To evaluate whether the decrease in the frequency of oxytocin administration and artificial rupture of membranes observed between the 2010 and 2016 French Perinatal Surveys was associated with a change in the frequency of cesarean delivery or cesarean delivery indications among women who entered labor spontaneously.
This cross-sectional study included women who participated in the 2010 and 2016 French National surveys who had singleton pregnancies and who gave birth at at least 37 weeks of gestation after spontaneous labor to a liveborn neonate in cephalic presentation. To test whether the observed decrease of oxytocin administration and artificial rupture of membranes between the two study years was explained by the women's individual characteristics and maternity units' organizational characteristics change, multivariable analyses were performed. The same strategy was applied for the change in intrapartum cesarean delivery rates between the 2 years. These analyses were repeated in nulliparous, low obstetric risk women, multiparous low obstetric risk women, and women with a previous cesarean delivery. The cesarean delivery indications were compared in 2010 and 2016.
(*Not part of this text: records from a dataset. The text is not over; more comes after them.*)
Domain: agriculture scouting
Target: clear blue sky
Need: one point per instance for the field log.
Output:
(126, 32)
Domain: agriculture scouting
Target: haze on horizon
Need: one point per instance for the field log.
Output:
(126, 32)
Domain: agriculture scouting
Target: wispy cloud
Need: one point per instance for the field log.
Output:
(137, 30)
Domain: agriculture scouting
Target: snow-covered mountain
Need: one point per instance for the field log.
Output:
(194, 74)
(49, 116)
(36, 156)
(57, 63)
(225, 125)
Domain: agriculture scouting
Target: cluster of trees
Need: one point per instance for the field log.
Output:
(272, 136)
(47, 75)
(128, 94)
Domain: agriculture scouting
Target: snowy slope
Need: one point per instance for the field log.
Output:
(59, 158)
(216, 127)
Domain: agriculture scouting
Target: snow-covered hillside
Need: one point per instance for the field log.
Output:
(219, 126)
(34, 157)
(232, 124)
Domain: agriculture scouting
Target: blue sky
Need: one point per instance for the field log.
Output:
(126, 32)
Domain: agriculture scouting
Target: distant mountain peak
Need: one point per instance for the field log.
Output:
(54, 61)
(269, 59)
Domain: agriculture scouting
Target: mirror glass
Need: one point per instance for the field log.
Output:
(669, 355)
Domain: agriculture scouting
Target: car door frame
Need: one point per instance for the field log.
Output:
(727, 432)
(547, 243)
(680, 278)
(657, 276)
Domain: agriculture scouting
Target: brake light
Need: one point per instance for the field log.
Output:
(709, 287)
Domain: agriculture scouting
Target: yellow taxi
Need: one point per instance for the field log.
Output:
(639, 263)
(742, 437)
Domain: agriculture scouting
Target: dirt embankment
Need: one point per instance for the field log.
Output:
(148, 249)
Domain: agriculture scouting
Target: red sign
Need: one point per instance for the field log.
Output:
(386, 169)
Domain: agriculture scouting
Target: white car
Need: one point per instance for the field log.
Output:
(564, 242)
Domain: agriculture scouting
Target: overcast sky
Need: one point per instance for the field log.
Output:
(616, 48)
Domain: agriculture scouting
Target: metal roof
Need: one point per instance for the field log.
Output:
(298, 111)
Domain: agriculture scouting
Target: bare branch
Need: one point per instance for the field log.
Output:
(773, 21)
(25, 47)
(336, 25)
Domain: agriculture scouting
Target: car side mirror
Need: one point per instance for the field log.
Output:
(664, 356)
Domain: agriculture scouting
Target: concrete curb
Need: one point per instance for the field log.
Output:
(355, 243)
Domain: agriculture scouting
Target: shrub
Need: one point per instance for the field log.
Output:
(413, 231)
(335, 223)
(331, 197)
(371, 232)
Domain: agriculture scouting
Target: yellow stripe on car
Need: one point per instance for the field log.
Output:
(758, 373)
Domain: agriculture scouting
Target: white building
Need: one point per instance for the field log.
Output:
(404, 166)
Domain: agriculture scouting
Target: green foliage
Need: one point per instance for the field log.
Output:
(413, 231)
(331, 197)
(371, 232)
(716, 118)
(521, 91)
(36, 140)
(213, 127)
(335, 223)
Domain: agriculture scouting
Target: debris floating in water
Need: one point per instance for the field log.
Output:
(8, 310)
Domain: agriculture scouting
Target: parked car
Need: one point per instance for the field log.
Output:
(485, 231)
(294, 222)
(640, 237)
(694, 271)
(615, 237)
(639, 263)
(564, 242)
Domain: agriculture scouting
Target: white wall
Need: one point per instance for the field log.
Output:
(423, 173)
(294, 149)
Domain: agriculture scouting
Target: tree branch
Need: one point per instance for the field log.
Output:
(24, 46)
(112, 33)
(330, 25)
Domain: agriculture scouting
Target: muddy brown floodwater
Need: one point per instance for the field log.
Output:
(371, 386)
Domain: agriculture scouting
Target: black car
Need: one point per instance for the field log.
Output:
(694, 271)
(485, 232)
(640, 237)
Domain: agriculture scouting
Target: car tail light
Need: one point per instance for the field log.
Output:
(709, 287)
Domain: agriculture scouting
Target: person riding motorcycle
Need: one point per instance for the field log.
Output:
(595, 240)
Oxytocin administration decreased significantly from 58.3% in 2010 to 45.2% in 2016 (adjusted odds ratio [aOR] 0.51; 95% CI 0.47–0.55), as did artificial rupture of membranes, from 52.4% to 42.6% (aOR 0.66; 95% CI 0.62–0.71). The intrapartum cesarean delivery rate remained stable—6.9% compared with 6.6% (aOR 0.93; 95% CI 0.82–1.06). The same patterns were observed in low risk groups and women with a previous cesarean delivery. The cesarean delivery indications were similar in both years.
The significant decrease in oxytocin administration and artificial rupture of membranes in 2016 compared with 2010 was not accompanied by an increase in the intrapartum cesarean delivery rate for women in France who entered labor spontaneously. These results support the recent international guidelines.